10月29日(土)肉体というより魂の創造について

 

 人を人というとき、肉体ばかりでなくその意識もセットとして想定される。
 先ほどのレビューで死者から生者を創造するフランケンシュタインについて書いた。
 映画ではヴィクター・フランケンシュタインが生命活動を始めた死体の継ぎ合わせである怪物の目を初めてみたとき、そこに人間的な知性の光が宿っていないことに気がついて、「失敗」だと言う。
 それから激しい戦闘をして、怪物を殺害することになるのだが、

よくよく考えれば生命を死体から作ることと、

そこに人間の意識が宿ることはどう考えても別だ。
 ちょっと深く考えれば当たり前の「このこと」は意外に忘れられがちで、

死体が動き始めてから、その動く肉体(ゾンビと言ってもいい。

最近はゾンビが人間並の人格を維持して、恋愛するものもあるけれど)がやっと、

求めていた愛する人間でないと気付くというシーンがフィクションではよくある。


 つまり肉体が動くという最低限のレベルは達成できたとしても、

それを人間らしく作動させたり、その人らしいふるまいというのは魂との連動になり、そちらの再生までは無理だったということだ。
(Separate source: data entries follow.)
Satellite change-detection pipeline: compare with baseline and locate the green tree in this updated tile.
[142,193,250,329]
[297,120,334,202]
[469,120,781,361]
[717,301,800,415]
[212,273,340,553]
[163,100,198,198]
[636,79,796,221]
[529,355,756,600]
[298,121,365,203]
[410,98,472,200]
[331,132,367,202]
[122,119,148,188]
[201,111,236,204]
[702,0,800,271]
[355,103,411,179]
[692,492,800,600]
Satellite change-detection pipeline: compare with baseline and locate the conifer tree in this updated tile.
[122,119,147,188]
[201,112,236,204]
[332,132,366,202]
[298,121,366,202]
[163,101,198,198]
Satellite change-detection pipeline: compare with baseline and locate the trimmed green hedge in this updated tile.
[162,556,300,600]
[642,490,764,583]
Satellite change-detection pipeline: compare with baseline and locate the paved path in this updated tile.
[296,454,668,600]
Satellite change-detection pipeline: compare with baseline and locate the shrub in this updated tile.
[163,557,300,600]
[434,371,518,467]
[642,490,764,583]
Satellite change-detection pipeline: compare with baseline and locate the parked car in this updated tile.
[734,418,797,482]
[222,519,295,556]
 この手の片手落ちの例は古いところで、スティーブン・キングの「ペットセメタリー」がある。
 なんとももの悲しい話で、

主人公が次々に家族を失い禁断の墓場に死体を埋めに行くのだが、

その墓から蘇った家族やペットは性格が凶暴になり、

生き残った家族に襲いかかるというものだ。
 また、ちょっと昔だとアニメ化されたマンガ「鋼の錬金術師」では

主人公のエドと弟のアルが魔法陣に肉体の構成物をおいて、

人体錬成というこれまた禁断の術を使って死んだ母親を創造しようする。

しかし結果、無惨な肉塊が出来上がってしまい、彼らはそれぞれ肉体の一部、

もしくはすべてを失ってしまう。

そしてそして、最近は、どうだろう。


 今、私が企画中の物語も死者の蘇りをテーマにしているが、

これらのフィクションの歴史をふまえてもどう考えても

蘇るためには最低限二つのもの必要だ。


 それは肉体と魂だ。
 ちょっと昔のフィクションに描かれている科学者はひたすら人を

作ろうとして肉体の蘇生のみに熱中してきたが、

本当は人が人になるためには意識であり、心であり、

精神であるところの魂が必要になる。


 で、魂はどこにあるのかという話は置いておくにしても、

肉体そっちのけで魂というか心に似た機能をつくるとしたら、

それはAIになるかもしれない、と思ったりする。
 独断と偏見とただの印象なんだけれど、

私は生命というのは一回限りのものだろうな、と思っている。
 その人や動物でもいいけれど、その人(動物)らしさ、

というのは肉体と肉体を動かすもって生まれた嗜好というか価値観が連動していて、

それが肉体の外の環境から日々影響を受けて、

その人のアクションをとる。
 そうなると、その人らしい生き様というのは生まれてから

死ぬまでの連綿と続くけれど、完全に有限な時の中でしか再現できないもので、

それは二度と代替できるものではないのでは、と思うのだ。


 ときに、あったらいいなというのは死んだ親しい人が

いたらこう発言するだろうな、というようなシムだが、

これこそ上記の理由で難しいんだろうな、と思われる。
 人格というのは肉体と心がセットである上に、

外界との接触で日々更新されていくものだとすると、

死んだ時点ですべてが消滅してしまうし、

たとえばデジタルデータとして再現できたとして、

この日々アップデートが激しい世の中で死んで一ヶ月もすればすでに過去の人となりかねない。
 であるならば、死んだと同時に生者の世界になんらかの方法で接続し続けねばならない。


 ひとごとだが、死んでからも仮想人格として延命され、

生き続けて日々、データの海にさらされ続ける彼らにお疲れさまだ。


 そういうわけで、もし死者が生き続けることになったら、大変だろうし、

死ぬことである意味、残された人々は自分で決断し、

考えていくんだろうな、とかっこいいことを考えてしまうわけだ。


 ま、それじゃつまらないので、性懲りもなく死者を蘇らせるストーリーを企画中なのだが。